You could be a victim, you could be a hero, you could be a villain, or you could be a fugitive. But you could not just stand by. If you were in Europe between 1933 and 1945, you had to be something.
I look for the dark story, where something secret was done. I read and read and pick up the trail of a true story. I use nothing but true stories. They are so much better than phony ones.
When I read period material - and it ain't on Google - I am always alert for that one incredible detail. I'll read a whole book and get three words out of it, but they'll be three really good words.
I wrote three mysteries and then a contemporary spy novel that was unbelievably derivative - completely based on 'The Conversation,' the movie with Gene Hackman. Amazingly, the character in the book looks exactly like... Gene Hackman.
I don't just want my books to be about the '30s and '40s. I want them to read as if they had been written then. I think of them as '40s novels, written in the conservative narrative past.
I'm basically an Upper West Side Jewish writer.
You can't make accommodations in crucial situations and be heroic.

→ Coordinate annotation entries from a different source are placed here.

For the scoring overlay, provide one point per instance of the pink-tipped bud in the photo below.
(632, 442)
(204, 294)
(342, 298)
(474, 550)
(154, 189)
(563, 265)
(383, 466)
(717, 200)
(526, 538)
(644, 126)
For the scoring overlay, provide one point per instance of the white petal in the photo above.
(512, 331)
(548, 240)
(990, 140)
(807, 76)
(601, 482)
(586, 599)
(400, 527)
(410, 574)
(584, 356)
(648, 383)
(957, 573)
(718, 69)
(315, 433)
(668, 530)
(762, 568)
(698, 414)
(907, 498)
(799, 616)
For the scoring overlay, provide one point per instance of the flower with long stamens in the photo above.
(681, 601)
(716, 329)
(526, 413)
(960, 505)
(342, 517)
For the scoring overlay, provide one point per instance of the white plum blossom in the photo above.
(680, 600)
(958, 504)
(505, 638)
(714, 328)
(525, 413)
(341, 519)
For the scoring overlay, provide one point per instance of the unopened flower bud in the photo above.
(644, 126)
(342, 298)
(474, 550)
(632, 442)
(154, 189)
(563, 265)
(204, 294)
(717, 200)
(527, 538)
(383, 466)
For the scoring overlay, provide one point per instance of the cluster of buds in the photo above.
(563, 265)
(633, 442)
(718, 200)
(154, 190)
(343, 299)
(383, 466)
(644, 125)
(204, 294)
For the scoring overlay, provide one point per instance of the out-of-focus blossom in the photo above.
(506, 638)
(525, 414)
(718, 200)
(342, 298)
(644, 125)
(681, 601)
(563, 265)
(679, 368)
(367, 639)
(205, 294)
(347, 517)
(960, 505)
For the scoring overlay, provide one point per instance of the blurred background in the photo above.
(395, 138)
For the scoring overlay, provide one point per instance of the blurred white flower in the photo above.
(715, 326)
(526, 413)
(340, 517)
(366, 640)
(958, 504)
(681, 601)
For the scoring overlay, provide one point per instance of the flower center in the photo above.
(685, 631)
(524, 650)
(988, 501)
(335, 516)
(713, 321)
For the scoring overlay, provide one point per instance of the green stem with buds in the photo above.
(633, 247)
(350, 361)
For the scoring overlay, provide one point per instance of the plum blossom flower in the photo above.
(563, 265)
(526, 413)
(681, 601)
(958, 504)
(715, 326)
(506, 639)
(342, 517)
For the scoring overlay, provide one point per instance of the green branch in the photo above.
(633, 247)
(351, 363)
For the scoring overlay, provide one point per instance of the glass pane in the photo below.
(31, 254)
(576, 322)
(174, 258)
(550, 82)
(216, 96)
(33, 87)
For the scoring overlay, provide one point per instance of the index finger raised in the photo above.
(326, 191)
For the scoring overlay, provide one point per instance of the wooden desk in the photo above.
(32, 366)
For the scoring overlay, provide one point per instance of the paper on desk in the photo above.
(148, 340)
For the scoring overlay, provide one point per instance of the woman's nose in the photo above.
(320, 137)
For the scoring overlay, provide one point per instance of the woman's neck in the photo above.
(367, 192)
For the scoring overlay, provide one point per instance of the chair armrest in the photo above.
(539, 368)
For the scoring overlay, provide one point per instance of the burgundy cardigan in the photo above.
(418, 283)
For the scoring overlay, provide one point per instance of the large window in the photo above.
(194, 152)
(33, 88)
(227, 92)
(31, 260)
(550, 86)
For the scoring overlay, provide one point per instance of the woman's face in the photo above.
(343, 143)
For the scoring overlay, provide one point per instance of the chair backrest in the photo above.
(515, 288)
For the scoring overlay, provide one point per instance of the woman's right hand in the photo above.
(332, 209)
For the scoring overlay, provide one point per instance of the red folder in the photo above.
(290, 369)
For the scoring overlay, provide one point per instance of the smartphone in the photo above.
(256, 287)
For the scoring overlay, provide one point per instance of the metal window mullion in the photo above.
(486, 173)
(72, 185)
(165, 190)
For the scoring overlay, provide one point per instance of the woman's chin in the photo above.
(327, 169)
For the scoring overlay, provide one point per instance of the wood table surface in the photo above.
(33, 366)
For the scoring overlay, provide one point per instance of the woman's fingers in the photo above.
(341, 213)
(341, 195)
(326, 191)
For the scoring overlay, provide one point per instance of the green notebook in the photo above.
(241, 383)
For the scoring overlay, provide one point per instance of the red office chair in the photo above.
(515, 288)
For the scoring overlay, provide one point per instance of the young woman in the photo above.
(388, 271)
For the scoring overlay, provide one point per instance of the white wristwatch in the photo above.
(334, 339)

I have a very serious censorship office inside my head; it censors things that I could tell you that you would never forget, and I don't want to be the person to stick that in your brain.
I read very little contemporary anything.
I expect that my readers have been to Europe, I expect them to have some feeling for a foreign language, I expect them to have read books - there are a lot of people like that! That's my audience.
The idea that someone is going to write me, and I'm not going to answer - I was just raised not to do that. We are the result of our upbringing, and my upbringing was very much to meet obligations... You just didn't let things go.